Trying to change the Ontario university system to deal with long-term sustainability is a task that most governments are not up for.   Most likely, the tendency will be to do nothing and let the system meander into yet another crisis down the road.  This is the most likely path forward given that not only do Ontarians not want to pay more for universities, but they do also not wish to think about them unless their children have trouble getting into a desired program or a residence spot.  In the absence of more public support for universities, another solution is to simply deregulate university tuition and let universities set their own fee schedules to attract and retain students based on what they see as their market and strengths.  It remains that the tuition currently being paid by domestic students is less than half what it actually costs to educate them.  The price is too low because it is subsidized by government.  More tuition competition in the end would result in universities eventually making their own cost-side restructuring decisions given that what they offer would need to be more tailored to price.

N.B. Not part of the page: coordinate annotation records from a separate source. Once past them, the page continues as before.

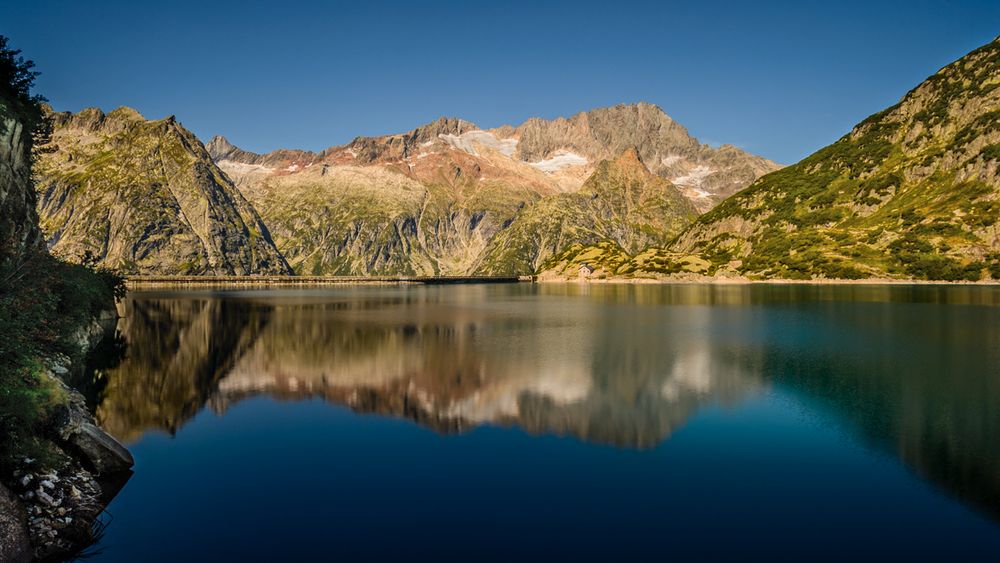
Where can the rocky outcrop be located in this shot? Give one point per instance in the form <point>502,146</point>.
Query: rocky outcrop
<point>911,192</point>
<point>19,232</point>
<point>706,175</point>
<point>622,202</point>
<point>15,546</point>
<point>145,197</point>
<point>440,199</point>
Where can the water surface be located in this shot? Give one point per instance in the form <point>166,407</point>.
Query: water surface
<point>500,422</point>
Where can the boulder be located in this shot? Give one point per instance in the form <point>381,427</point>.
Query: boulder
<point>15,547</point>
<point>104,453</point>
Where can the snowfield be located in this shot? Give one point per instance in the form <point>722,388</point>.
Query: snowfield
<point>467,142</point>
<point>560,160</point>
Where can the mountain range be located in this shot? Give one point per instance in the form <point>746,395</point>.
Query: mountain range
<point>446,198</point>
<point>910,193</point>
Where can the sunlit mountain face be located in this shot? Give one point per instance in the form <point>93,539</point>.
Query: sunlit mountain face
<point>617,365</point>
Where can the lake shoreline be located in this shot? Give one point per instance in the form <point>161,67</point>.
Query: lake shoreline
<point>192,282</point>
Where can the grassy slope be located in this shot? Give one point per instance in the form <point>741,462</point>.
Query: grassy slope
<point>911,192</point>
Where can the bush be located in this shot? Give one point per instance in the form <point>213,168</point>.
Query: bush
<point>42,302</point>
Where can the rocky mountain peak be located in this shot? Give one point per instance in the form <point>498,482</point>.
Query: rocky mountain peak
<point>220,147</point>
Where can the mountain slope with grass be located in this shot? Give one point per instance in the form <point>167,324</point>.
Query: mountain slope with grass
<point>144,197</point>
<point>439,199</point>
<point>51,313</point>
<point>621,203</point>
<point>910,192</point>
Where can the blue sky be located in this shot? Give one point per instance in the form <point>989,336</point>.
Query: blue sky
<point>780,79</point>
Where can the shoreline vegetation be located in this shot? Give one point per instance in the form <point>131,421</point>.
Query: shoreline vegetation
<point>58,470</point>
<point>152,282</point>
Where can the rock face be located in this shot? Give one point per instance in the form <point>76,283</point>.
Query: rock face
<point>15,547</point>
<point>706,175</point>
<point>19,233</point>
<point>440,198</point>
<point>622,202</point>
<point>910,192</point>
<point>145,197</point>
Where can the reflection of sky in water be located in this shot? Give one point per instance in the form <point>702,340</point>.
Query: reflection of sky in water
<point>798,391</point>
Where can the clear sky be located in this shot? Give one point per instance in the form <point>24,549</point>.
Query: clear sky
<point>780,79</point>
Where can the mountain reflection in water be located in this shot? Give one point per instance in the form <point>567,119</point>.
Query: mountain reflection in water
<point>914,370</point>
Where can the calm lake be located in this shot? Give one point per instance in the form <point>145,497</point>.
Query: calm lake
<point>567,422</point>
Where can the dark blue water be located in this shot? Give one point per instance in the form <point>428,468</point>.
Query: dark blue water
<point>523,422</point>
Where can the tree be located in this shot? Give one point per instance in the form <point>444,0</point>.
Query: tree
<point>16,100</point>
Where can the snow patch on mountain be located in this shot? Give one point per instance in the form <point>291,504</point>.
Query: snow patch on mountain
<point>558,161</point>
<point>694,178</point>
<point>243,168</point>
<point>469,140</point>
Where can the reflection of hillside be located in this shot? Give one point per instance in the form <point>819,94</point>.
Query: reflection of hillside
<point>623,365</point>
<point>179,349</point>
<point>933,401</point>
<point>468,368</point>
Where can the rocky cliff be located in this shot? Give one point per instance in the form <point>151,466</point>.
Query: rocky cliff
<point>622,202</point>
<point>145,197</point>
<point>910,192</point>
<point>20,236</point>
<point>439,199</point>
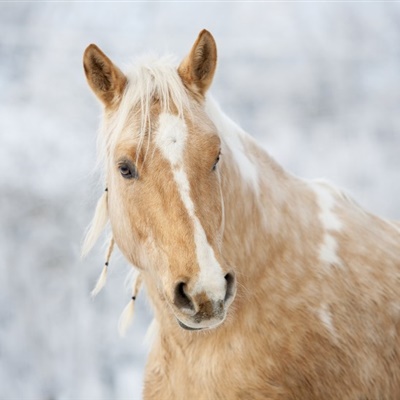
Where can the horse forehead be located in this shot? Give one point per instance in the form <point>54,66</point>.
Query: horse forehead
<point>171,138</point>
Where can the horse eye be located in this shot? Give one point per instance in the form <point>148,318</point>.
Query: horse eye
<point>128,171</point>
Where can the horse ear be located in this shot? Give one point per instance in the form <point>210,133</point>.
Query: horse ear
<point>198,68</point>
<point>106,80</point>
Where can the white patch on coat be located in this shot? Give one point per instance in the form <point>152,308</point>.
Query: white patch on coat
<point>325,316</point>
<point>330,223</point>
<point>171,139</point>
<point>328,251</point>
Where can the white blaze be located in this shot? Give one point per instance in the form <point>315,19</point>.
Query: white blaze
<point>171,141</point>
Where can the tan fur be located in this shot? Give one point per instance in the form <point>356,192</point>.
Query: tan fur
<point>300,327</point>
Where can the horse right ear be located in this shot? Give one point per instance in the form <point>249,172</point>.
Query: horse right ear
<point>106,80</point>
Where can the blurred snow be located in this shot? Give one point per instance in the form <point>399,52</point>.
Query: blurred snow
<point>317,83</point>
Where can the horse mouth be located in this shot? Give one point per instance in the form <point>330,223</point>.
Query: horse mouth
<point>188,328</point>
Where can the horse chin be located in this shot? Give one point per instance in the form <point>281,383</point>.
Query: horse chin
<point>201,328</point>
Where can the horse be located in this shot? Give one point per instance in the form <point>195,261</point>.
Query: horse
<point>264,285</point>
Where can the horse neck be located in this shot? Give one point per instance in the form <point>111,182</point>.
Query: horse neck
<point>256,193</point>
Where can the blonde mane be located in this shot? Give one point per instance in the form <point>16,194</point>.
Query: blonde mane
<point>148,80</point>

Such an approach would also need to be accompanied by an enhanced provincial student aid program to deal with lower income accessibility to university (and college) education. 

 


 

 

 

However, again, none of this is new.  All of these ideas have been around for a long time but always come up against the political culture of the province and the culture of universities.  When it comes to universities, Ontarians want guaranteed access to a premium university system that provides a wide range of courses and programs but at discount prices.  The government likes to create universities but does not like to fund them.  Good luck with that.